Но шизофрения не отнимает ум. Бредовым системам, существующим в сознании некоторых пациентов, свойственна нетривиальная комплексность и многомерность. Рефлексивное сознание шизофреника в каких-то случаях способно демонстрировать больше силы, чем рефлексивное сознание условно здорового человека.
Например, умение видеть закономерности там, где их не видит обычный человек. За пределами психиатрических стационаров таких людей называют «любителями конспирологии». Кстати сказать, главный инструмент для измерения силы ума, используемый в наши дни, тест IQ, практически полностью состоит из заданий по выявлению закономерностей. Интересно было бы выяснить, есть ли корреляция между хорошими результатами теста и увлечением “теориями заговора”. То, что корреляции между высоким IQ и развитым умом не существует, по-моему, ясно и без дополнительных исследований.
Вообще мышление при шизофрении напрасно считается дискредитированным и ослабленным.
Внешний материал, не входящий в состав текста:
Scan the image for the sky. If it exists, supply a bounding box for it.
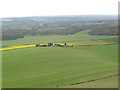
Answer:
[0,0,119,17]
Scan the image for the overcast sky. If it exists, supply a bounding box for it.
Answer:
[0,0,119,17]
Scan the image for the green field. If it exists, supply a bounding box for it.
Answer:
[61,77,118,88]
[2,30,117,47]
[2,44,118,88]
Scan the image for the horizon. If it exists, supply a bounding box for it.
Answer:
[0,0,119,18]
[0,14,118,19]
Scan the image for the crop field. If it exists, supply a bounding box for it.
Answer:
[2,30,117,47]
[0,28,118,88]
[2,44,118,88]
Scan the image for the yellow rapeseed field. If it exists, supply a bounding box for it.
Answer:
[0,41,111,51]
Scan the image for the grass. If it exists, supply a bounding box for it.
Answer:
[2,30,117,47]
[2,44,118,88]
[62,76,118,88]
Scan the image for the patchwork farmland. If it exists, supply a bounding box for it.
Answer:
[0,15,119,88]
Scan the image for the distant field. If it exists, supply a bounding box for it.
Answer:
[2,30,117,46]
[2,44,118,88]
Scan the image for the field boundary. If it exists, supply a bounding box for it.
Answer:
[61,73,120,87]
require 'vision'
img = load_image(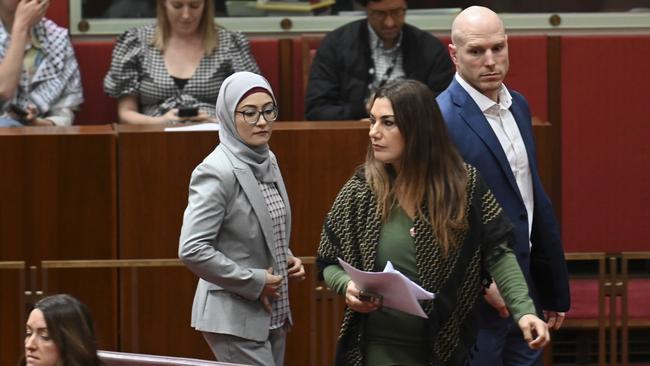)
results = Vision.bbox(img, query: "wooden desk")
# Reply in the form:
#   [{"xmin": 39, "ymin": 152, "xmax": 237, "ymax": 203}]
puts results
[{"xmin": 0, "ymin": 126, "xmax": 118, "ymax": 365}]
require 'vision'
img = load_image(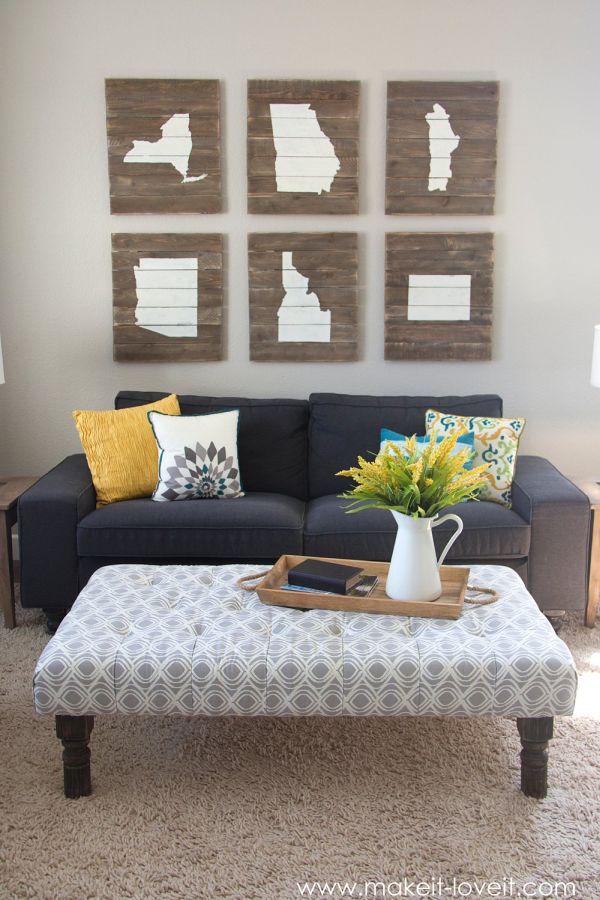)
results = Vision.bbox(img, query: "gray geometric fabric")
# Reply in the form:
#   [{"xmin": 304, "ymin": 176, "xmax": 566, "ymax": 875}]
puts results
[{"xmin": 34, "ymin": 565, "xmax": 577, "ymax": 716}]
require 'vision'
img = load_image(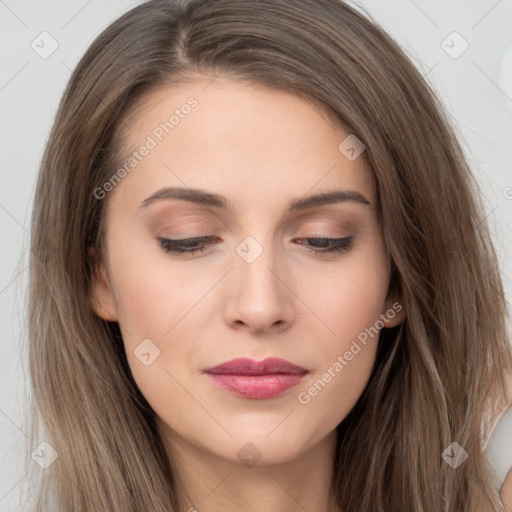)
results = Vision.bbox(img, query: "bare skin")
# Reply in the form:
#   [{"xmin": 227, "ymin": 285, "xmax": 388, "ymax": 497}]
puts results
[{"xmin": 94, "ymin": 77, "xmax": 405, "ymax": 512}]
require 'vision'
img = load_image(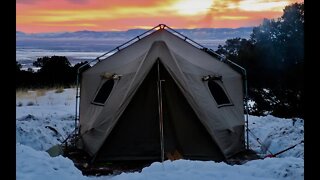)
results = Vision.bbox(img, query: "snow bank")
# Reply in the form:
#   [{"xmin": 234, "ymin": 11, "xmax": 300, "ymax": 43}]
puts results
[
  {"xmin": 249, "ymin": 115, "xmax": 304, "ymax": 158},
  {"xmin": 16, "ymin": 143, "xmax": 87, "ymax": 180},
  {"xmin": 16, "ymin": 89, "xmax": 75, "ymax": 151},
  {"xmin": 16, "ymin": 89, "xmax": 304, "ymax": 180},
  {"xmin": 112, "ymin": 157, "xmax": 304, "ymax": 180}
]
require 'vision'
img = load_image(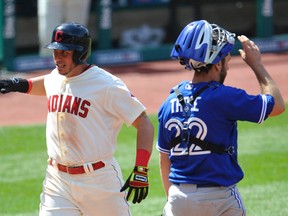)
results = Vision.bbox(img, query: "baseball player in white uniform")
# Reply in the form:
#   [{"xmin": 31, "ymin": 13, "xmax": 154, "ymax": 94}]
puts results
[{"xmin": 0, "ymin": 23, "xmax": 154, "ymax": 216}]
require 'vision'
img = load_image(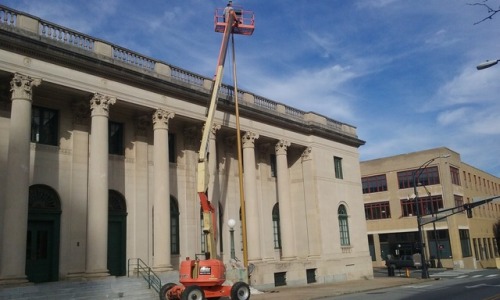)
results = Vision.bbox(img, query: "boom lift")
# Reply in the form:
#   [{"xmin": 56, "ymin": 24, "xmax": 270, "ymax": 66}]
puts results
[{"xmin": 160, "ymin": 4, "xmax": 254, "ymax": 300}]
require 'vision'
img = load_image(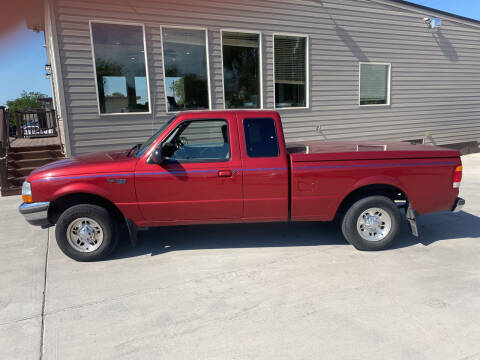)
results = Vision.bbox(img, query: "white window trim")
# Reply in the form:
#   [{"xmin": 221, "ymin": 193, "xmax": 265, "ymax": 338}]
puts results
[
  {"xmin": 220, "ymin": 29, "xmax": 263, "ymax": 110},
  {"xmin": 88, "ymin": 19, "xmax": 153, "ymax": 116},
  {"xmin": 160, "ymin": 25, "xmax": 212, "ymax": 114},
  {"xmin": 272, "ymin": 32, "xmax": 310, "ymax": 111},
  {"xmin": 358, "ymin": 62, "xmax": 392, "ymax": 107}
]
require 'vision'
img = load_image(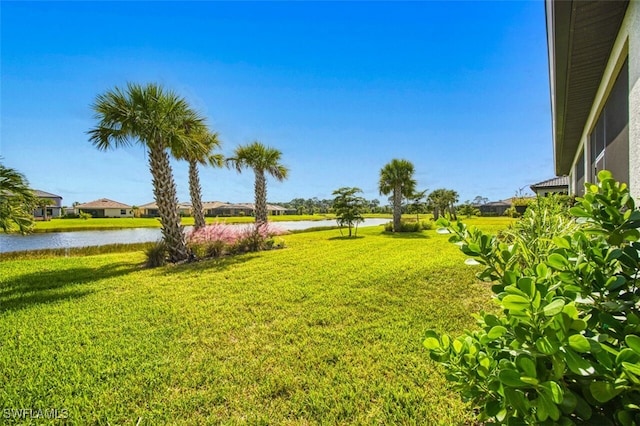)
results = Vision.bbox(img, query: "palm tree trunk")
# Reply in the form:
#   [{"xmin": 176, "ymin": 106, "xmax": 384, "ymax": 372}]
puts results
[
  {"xmin": 254, "ymin": 170, "xmax": 267, "ymax": 226},
  {"xmin": 189, "ymin": 160, "xmax": 205, "ymax": 229},
  {"xmin": 393, "ymin": 185, "xmax": 402, "ymax": 232},
  {"xmin": 149, "ymin": 144, "xmax": 189, "ymax": 262}
]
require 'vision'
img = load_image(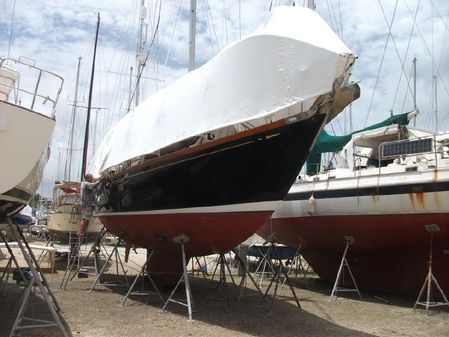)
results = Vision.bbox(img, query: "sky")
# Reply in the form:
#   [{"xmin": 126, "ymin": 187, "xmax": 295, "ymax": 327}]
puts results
[{"xmin": 0, "ymin": 0, "xmax": 449, "ymax": 195}]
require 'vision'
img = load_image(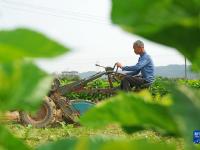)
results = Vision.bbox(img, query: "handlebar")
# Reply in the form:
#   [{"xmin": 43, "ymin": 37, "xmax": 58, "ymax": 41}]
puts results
[{"xmin": 95, "ymin": 63, "xmax": 119, "ymax": 72}]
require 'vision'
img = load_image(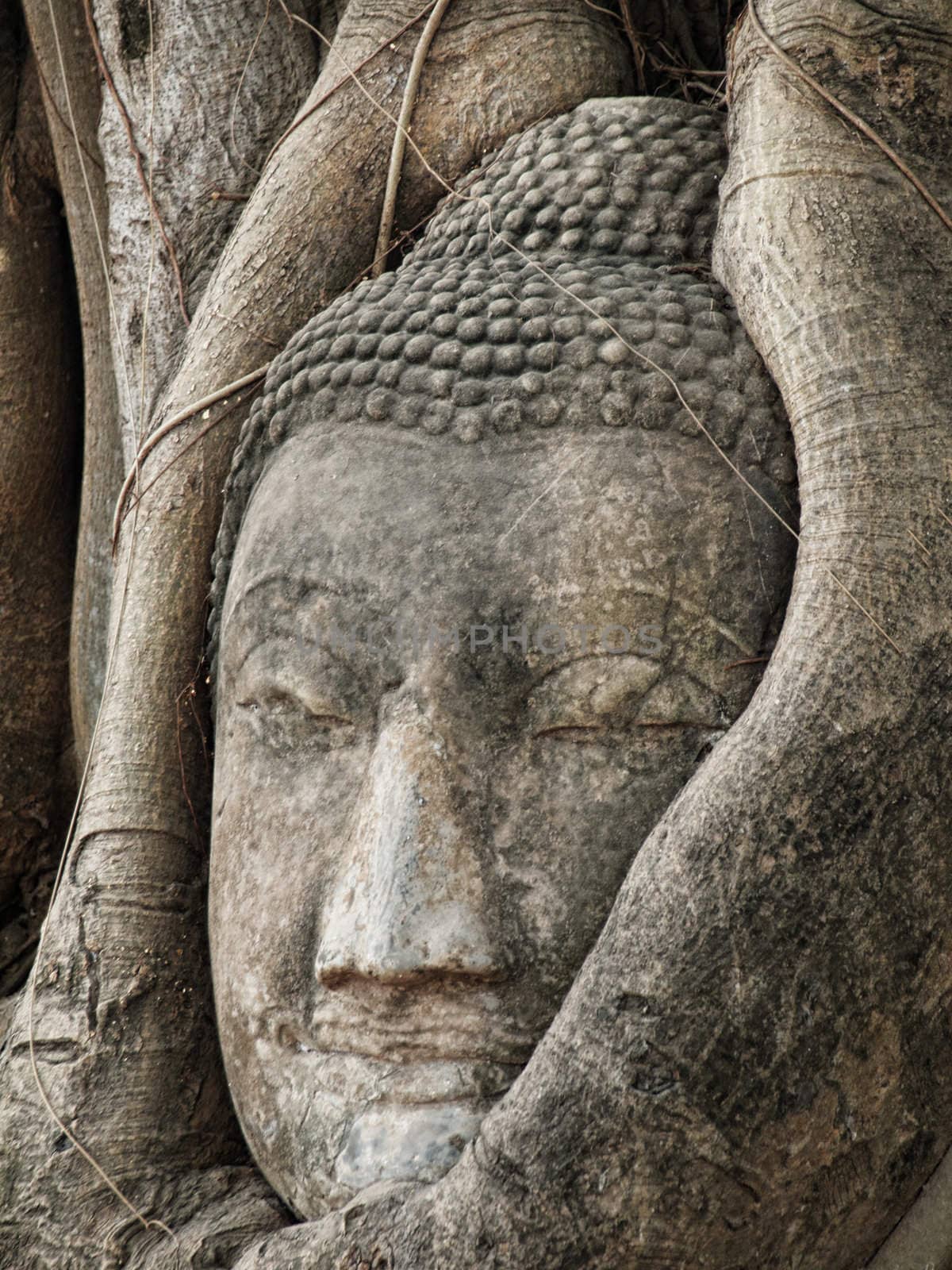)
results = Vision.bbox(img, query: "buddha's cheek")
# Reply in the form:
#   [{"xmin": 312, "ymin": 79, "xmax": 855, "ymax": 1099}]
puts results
[
  {"xmin": 208, "ymin": 738, "xmax": 368, "ymax": 1069},
  {"xmin": 491, "ymin": 738, "xmax": 697, "ymax": 1010}
]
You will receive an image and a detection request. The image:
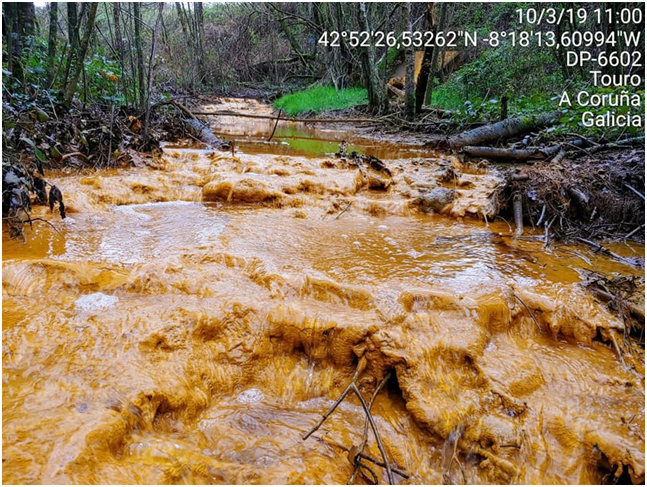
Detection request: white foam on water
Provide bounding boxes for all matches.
[75,293,119,310]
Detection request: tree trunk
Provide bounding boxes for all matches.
[425,2,447,104]
[65,2,99,106]
[61,2,79,92]
[448,113,559,149]
[463,145,561,161]
[357,2,389,113]
[402,2,416,121]
[47,2,58,86]
[18,2,36,36]
[133,2,146,109]
[112,2,124,61]
[2,2,16,80]
[193,2,206,83]
[143,2,164,147]
[416,2,436,112]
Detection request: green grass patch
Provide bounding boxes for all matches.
[274,86,368,117]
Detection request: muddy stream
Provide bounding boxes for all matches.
[2,100,645,484]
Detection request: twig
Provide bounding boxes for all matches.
[61,152,88,161]
[512,291,544,333]
[267,110,283,142]
[623,183,645,201]
[494,215,512,233]
[20,218,63,237]
[576,237,636,267]
[348,372,391,484]
[625,223,645,240]
[335,201,353,220]
[537,205,546,226]
[357,453,409,479]
[303,357,366,441]
[303,356,393,485]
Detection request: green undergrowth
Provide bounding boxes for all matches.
[274,86,368,117]
[430,40,645,139]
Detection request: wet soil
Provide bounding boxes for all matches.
[2,101,645,484]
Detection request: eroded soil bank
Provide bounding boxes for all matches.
[3,98,645,483]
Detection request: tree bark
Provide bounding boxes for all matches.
[193,2,206,80]
[47,2,58,86]
[425,2,447,104]
[462,144,561,161]
[2,2,16,77]
[402,2,416,121]
[357,2,389,113]
[61,2,79,92]
[133,2,146,109]
[416,2,436,113]
[65,2,99,106]
[448,113,559,149]
[18,2,36,36]
[112,2,124,61]
[143,2,164,147]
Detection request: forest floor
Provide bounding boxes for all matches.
[185,96,645,246]
[3,93,645,246]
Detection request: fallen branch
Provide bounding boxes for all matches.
[576,237,636,267]
[303,356,393,485]
[448,113,558,149]
[512,291,543,333]
[462,145,561,161]
[267,110,283,142]
[624,183,645,201]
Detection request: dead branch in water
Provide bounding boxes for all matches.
[335,201,353,220]
[303,356,394,485]
[512,291,543,333]
[576,237,636,267]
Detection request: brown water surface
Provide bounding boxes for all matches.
[2,101,645,483]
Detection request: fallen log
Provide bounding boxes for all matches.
[462,145,561,161]
[184,118,230,150]
[448,113,559,149]
[170,100,230,150]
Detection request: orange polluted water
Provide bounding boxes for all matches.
[2,99,645,484]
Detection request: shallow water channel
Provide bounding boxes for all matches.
[2,100,645,484]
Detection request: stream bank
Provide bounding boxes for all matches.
[3,96,644,483]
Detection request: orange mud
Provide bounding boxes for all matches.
[2,99,645,484]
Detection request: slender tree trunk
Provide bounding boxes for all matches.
[193,2,206,83]
[143,2,164,147]
[175,2,191,38]
[61,2,79,92]
[18,2,36,36]
[357,2,389,113]
[402,2,416,120]
[425,2,447,104]
[47,2,58,86]
[65,2,99,106]
[133,2,146,108]
[416,2,436,112]
[112,2,124,61]
[2,2,16,80]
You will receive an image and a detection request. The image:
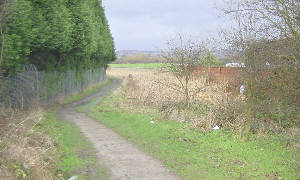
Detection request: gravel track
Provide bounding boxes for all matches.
[59,79,182,180]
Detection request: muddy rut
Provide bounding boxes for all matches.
[59,80,182,180]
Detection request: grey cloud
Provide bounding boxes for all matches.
[103,0,222,50]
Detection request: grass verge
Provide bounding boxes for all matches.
[39,112,106,179]
[62,78,111,104]
[88,91,300,180]
[109,63,165,69]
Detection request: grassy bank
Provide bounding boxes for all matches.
[88,94,300,180]
[62,78,111,104]
[109,63,164,69]
[39,112,105,179]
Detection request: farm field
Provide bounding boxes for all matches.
[108,63,164,69]
[88,68,300,180]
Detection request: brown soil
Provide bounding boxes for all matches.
[60,80,182,180]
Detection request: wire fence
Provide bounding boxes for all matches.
[0,65,106,110]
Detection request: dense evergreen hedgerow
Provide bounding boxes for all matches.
[0,0,115,72]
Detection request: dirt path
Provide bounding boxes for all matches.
[60,80,182,180]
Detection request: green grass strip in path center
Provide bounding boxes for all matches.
[88,92,300,180]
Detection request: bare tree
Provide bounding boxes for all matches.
[162,34,207,107]
[222,0,300,140]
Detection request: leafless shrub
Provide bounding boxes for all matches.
[107,68,229,122]
[218,0,300,140]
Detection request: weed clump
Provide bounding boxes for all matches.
[0,108,59,180]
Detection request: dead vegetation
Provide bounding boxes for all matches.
[107,69,243,130]
[0,108,59,180]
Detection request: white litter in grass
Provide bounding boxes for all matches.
[213,125,220,130]
[68,176,77,180]
[240,85,246,94]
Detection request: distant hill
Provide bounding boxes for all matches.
[116,50,160,58]
[113,50,161,64]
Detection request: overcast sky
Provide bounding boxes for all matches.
[103,0,225,50]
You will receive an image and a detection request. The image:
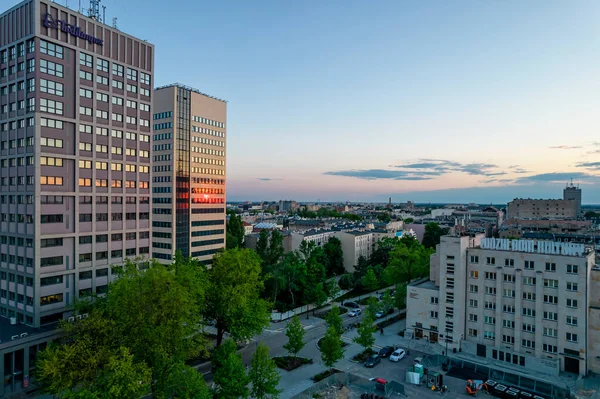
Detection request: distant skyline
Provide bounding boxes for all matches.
[49,0,600,203]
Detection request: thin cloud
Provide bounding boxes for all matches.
[548,145,582,150]
[516,172,596,183]
[323,169,432,180]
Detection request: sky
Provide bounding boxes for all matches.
[57,0,600,203]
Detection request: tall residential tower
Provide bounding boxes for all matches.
[152,84,227,264]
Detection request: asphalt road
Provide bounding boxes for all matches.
[198,310,364,385]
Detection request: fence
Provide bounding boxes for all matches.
[292,373,406,399]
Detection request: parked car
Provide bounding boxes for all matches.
[390,348,406,362]
[365,355,381,368]
[379,346,394,358]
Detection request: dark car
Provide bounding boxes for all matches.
[365,355,381,367]
[342,301,360,309]
[379,346,394,357]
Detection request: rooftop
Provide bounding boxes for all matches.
[154,83,227,104]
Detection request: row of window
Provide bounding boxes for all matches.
[470,255,579,274]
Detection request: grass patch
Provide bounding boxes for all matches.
[273,356,312,371]
[375,312,406,329]
[311,369,341,382]
[352,348,375,363]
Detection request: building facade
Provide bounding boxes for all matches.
[407,235,600,376]
[0,0,154,396]
[152,84,227,264]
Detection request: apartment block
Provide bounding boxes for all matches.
[152,84,227,264]
[407,235,600,376]
[0,0,154,397]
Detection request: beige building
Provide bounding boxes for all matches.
[152,84,227,264]
[407,235,600,376]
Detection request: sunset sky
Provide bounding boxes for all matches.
[84,0,600,203]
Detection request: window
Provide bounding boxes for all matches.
[544,312,558,321]
[40,79,63,97]
[96,92,108,103]
[96,58,108,72]
[79,88,94,98]
[566,316,577,326]
[79,53,94,68]
[40,98,63,115]
[523,276,535,285]
[485,272,496,280]
[567,265,579,274]
[79,70,94,82]
[96,75,108,86]
[544,278,558,288]
[525,260,535,269]
[567,298,578,308]
[523,292,535,301]
[113,64,125,77]
[40,40,64,59]
[522,323,535,333]
[140,72,150,85]
[502,319,515,330]
[521,339,535,349]
[544,327,558,338]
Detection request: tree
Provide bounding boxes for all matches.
[163,363,212,399]
[323,236,345,276]
[248,343,281,399]
[256,230,269,262]
[339,273,354,290]
[423,222,449,249]
[360,267,379,292]
[205,249,270,346]
[319,326,344,369]
[325,306,344,338]
[226,212,246,249]
[394,284,407,310]
[352,314,375,351]
[283,316,306,358]
[377,212,392,223]
[214,353,250,399]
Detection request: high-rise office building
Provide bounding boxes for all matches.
[152,84,227,264]
[0,0,154,397]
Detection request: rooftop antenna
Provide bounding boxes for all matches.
[88,0,102,21]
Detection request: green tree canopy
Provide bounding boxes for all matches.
[283,316,306,357]
[248,343,281,399]
[205,249,270,346]
[423,222,449,249]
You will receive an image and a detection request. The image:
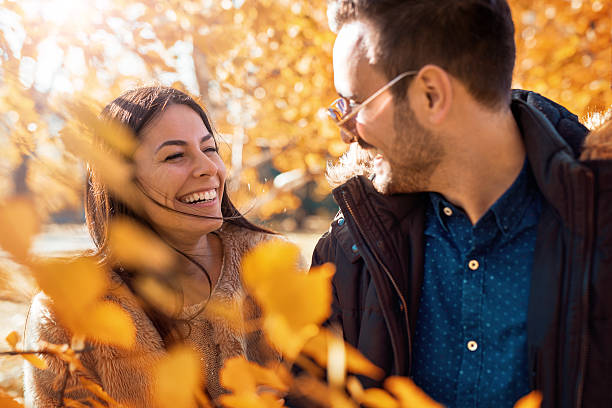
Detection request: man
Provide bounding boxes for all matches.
[313,0,612,407]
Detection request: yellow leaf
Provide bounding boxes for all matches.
[109,218,174,273]
[385,377,444,408]
[79,377,125,406]
[514,391,542,408]
[67,103,138,157]
[303,329,385,379]
[154,345,204,408]
[21,354,48,370]
[242,240,334,360]
[32,257,108,312]
[32,257,136,347]
[0,196,41,263]
[293,376,357,408]
[0,390,23,408]
[6,331,19,350]
[61,125,138,205]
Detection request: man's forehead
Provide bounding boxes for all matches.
[333,22,372,96]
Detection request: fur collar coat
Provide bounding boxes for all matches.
[24,224,280,407]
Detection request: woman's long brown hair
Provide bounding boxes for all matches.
[85,86,272,347]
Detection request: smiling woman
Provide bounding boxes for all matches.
[24,87,278,407]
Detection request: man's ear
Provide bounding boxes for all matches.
[408,64,453,126]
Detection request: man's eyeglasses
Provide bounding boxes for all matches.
[327,71,419,142]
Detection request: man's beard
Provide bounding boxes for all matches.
[373,99,445,194]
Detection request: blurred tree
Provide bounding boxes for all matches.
[0,0,612,217]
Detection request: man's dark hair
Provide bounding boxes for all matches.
[329,0,516,108]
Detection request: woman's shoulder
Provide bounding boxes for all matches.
[24,292,69,349]
[218,222,283,255]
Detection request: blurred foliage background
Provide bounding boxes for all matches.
[0,0,612,229]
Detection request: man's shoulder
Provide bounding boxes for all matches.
[512,89,588,157]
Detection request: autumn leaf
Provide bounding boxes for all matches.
[242,240,334,360]
[303,329,384,379]
[514,391,542,408]
[61,119,138,204]
[6,331,47,370]
[359,388,400,408]
[65,101,138,157]
[0,389,23,408]
[154,345,204,408]
[32,257,136,347]
[0,196,41,263]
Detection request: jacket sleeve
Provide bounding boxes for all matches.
[23,293,93,408]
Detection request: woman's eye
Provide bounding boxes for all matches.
[164,153,183,161]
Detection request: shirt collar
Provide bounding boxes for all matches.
[429,159,535,236]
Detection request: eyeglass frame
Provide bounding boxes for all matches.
[327,70,421,141]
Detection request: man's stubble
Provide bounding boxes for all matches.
[374,99,445,194]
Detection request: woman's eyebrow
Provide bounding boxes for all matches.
[155,133,212,153]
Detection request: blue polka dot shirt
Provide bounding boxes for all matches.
[413,162,542,408]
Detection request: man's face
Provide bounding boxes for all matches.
[333,21,443,194]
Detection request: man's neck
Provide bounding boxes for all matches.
[432,105,525,224]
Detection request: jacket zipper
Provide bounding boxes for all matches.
[575,172,595,408]
[342,190,412,376]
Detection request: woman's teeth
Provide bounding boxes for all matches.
[181,190,217,204]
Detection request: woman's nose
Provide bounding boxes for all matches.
[193,152,218,177]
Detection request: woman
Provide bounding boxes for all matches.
[24,87,278,407]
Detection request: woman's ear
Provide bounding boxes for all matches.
[408,64,453,126]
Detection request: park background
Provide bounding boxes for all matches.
[0,0,612,404]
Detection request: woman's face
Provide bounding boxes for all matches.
[134,104,226,239]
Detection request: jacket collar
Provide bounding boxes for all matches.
[511,99,589,228]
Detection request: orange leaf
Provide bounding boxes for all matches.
[514,391,542,408]
[0,390,23,408]
[359,388,399,408]
[242,240,334,359]
[6,331,19,350]
[6,331,47,370]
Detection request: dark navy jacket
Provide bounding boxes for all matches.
[313,91,612,407]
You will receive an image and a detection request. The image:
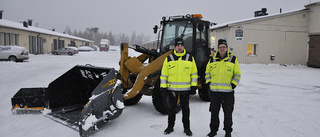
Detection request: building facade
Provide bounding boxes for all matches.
[211,3,320,66]
[0,11,94,54]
Локк много веков назад делил проблемы с интеллектом на две группы: в одной группе «идиоты», у которых слишком мало мыслей, а в другой группе «безумцы», у которых мыслей слишком много. Проблема в том, что распавшаяся связь между Я и миром убийственно влияет на характер мышления. Оно становится очень аналитическим и теряет спонтанность. В быту такой способ думать и говорить называют «занудством».
Поиск связи между дефектами self и ослаблением ума затруднен тем, что умственные функции можно оценить (оперативная память, внимание и др.), а к абстрактному понятию self довольно сложно подобраться с психометрическими инструментами.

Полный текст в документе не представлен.